I think it means there is 70% difference in the probability of each of the images, which is reasonable to pick so. Anything above 50% and this is actually based on the sigmoid function would yield a true outcome else false!

To be on the safe side they have chosen a 70% would output a True.

They don’t really explain in the notebook how they came up with 0.7 as the comparison threshold for two faces matching. Note that those values are not probabilities: they are not the output of sigmoid. It is the Euclidean norm of the distance between the two face encoding vectors, which are 128 element vectors normalized to have length 1. If you have two vectors of length 1, the Euclidean length of the difference between them will be a number between 0 and 2. How you assign a “close enough” value is not obvious to me on general principles. My assumption is that they did some experimentation by comparing the value on multiple different images of the same face to see what the range of those values typically is.

Of course I’m just theorizing here, so take the above with appropriate dosage of salt.
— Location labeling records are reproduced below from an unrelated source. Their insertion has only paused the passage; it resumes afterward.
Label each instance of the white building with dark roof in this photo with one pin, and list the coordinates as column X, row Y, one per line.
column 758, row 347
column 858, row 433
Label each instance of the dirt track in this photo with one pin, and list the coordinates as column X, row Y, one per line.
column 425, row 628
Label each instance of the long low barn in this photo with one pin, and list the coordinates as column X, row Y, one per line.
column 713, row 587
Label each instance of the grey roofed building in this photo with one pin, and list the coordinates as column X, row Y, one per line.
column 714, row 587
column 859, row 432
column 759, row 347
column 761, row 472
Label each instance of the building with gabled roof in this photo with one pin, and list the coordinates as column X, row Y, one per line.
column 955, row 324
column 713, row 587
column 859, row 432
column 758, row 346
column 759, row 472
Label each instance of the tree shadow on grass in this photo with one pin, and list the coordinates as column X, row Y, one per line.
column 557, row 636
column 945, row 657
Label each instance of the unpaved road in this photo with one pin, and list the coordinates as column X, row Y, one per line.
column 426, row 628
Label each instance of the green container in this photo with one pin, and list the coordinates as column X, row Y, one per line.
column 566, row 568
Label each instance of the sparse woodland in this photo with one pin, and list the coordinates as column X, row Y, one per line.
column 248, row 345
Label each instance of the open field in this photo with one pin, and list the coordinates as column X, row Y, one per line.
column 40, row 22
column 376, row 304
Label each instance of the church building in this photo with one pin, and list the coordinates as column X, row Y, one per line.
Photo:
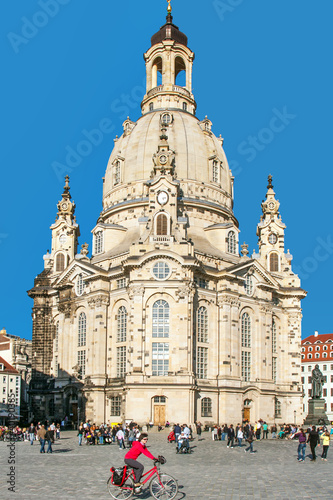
column 169, row 318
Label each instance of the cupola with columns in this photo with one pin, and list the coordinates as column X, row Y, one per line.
column 270, row 232
column 168, row 56
column 65, row 233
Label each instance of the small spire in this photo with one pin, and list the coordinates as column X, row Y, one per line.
column 66, row 193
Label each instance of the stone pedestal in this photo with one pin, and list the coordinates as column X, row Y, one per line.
column 316, row 413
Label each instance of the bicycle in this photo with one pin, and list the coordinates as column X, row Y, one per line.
column 162, row 486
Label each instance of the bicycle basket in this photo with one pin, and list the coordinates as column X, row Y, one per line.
column 118, row 475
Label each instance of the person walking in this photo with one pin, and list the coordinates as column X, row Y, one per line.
column 265, row 431
column 49, row 437
column 250, row 439
column 240, row 436
column 301, row 444
column 80, row 433
column 120, row 437
column 177, row 430
column 313, row 439
column 41, row 436
column 231, row 436
column 32, row 432
column 326, row 443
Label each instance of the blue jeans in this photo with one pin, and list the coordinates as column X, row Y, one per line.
column 42, row 444
column 250, row 447
column 301, row 451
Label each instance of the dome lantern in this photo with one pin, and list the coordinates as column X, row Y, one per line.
column 169, row 64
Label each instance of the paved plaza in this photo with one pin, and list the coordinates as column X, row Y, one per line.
column 211, row 472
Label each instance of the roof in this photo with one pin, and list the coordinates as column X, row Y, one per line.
column 8, row 368
column 312, row 339
column 169, row 31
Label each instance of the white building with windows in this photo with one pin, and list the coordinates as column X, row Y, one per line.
column 168, row 319
column 318, row 350
column 10, row 390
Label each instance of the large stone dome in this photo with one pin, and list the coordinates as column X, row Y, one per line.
column 195, row 148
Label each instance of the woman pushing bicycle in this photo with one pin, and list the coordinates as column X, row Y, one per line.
column 131, row 456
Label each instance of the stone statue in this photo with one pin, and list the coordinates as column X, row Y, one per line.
column 317, row 383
It’s been several years since I listened to the relevant lectures from Prof Ng on this subject, so I do not remember if he discusses this point anywhere. If you’ve viewed the lectures recently and remember if he did, please give us the video name and time offset.

But if you are building an app like this, you must have a training dataset. You can run the experiment yourself by selecting several cases in which you have multiple images in the training set of the same person’s face. Take the set of images of the same face and compute the max length of the distance between any of those two vectors. Then try that with pairs of images from two different people and compute the minimum of the distances in that case. What we have to hope is that we can find a clear gap between the max distances for the same person versus the minimum distance between two different people. If that turns out not to be true, then I’d argue it means our algorithm is flawed and we need to go back to the drawing board. :scream_cat:

1 Like

I went back and looked at the actual notebook again and scanned the lecture on Triplet Loss and there is one relevant point to the question that is raised here: notice that in the definition of the Triplet Loss function there is a hyperparameter \alpha that Prof Ng calls the “margin” between the positive and negative cases. In both the lecture and the assignment, the value of \alpha is chosen as 0.2. But also notice that in definition of the function, he uses the square of the norms of the differences of the embedding vectors. So the goal of the training is to create a gap of at least 0.2 between the positive cases (two different pictures of the same person) and the negative case (pictures of two different people). It makes sense to use the squared values for training, since that saves you a lot of compute. It’s exactly analogous to using MSE instead of Euclidean Distance: the square root doesn’t give you any advantage but adds complexity and compute cost.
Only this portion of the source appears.